Despite being invited by both sons to do so, Laura decided against selling the house and moving. She had a circle of friends, she told her sons, and in addition she did not relish the idea of cleaning out her possessions, leaving the house she and Brad had occupied for most of their married lives, and assimilating to a new community.
So Laura stayed in the house, in the company of a cat she decided to adopt from a woman in her church. She found “Henry” to be a good companion. She also made a point of going to church every week, and continued with a book club she’d been part of for many years. Despite all of these things, Laura admitted she often felt lonely. Moreover, although her own health was holding up well, some of her closest friends were less fortunate. The net result was that her social life was slowly but steadily dwindling.

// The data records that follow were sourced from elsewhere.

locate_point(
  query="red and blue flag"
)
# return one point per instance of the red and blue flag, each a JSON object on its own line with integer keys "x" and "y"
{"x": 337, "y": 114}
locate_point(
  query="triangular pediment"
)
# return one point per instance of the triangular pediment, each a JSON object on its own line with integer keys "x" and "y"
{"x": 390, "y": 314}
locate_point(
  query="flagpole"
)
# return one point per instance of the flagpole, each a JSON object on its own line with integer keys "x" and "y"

As her social life dwindled, Laura’s drinking increased. Whereas she once drank strictly at social occasions, she now found that a brandy or two at night helped. To quote her, “It settles my nerves.”

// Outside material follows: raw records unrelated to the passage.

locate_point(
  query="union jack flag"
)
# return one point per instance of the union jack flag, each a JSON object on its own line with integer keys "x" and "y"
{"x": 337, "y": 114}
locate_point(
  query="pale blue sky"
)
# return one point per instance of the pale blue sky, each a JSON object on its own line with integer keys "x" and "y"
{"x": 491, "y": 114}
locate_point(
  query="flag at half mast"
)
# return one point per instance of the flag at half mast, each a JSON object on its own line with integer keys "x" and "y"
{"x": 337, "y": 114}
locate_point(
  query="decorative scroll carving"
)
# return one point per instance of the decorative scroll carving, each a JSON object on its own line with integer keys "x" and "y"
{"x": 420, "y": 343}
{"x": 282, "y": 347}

What Laura was doing, of course, was compensating for her loneliness by drinking. The amount of brandy she drank slowly crept up on her, until two events happened. First, her oldest son asked, during their weekly phone call, if Laura had been drinking. He politely but firmly pointed out that she was slurring her words. Embarrassed, Laura replied that she’d had a brandy that day, as the weather was cold and she felt a chill. In truth, she’d downed four brandies over the course of that Sunday afternoon.
About a month later Laura walked down her driveway to fetch the newspaper. On the way back she tripped and fell, bruising her leg. The pain was bad enough that she decided to drive to the local emergency room. While she was there, awaiting the results the house of a CT scan, the doctor asked her how much she’d been drinking that afternoon. Again, Laura was embarrassed, this time even more so because the doctor told her he was concerned enough that he would not allow her to drive herself home. Humiliated, Laura was forced to call a church friend, who came and drove her home.
A Familiar Pattern
Laura’s case is hardly unusual. On the contrary, among her peers she has lots of company — perhaps millions — who are turning increasingly to alcohol as a way of compensating for loneliness, boredom, or stress. They may not be alcoholics, but they are “almost” alcoholics. Most importantly, their physical and/or emotional health is suffering as a consequence of their drinking, but they do not see that connection. In future blogs I will describe a couple of solutions that seniors who find themselves in this situation can turn to as a way of moving back out of the “almost alcoholic” zone.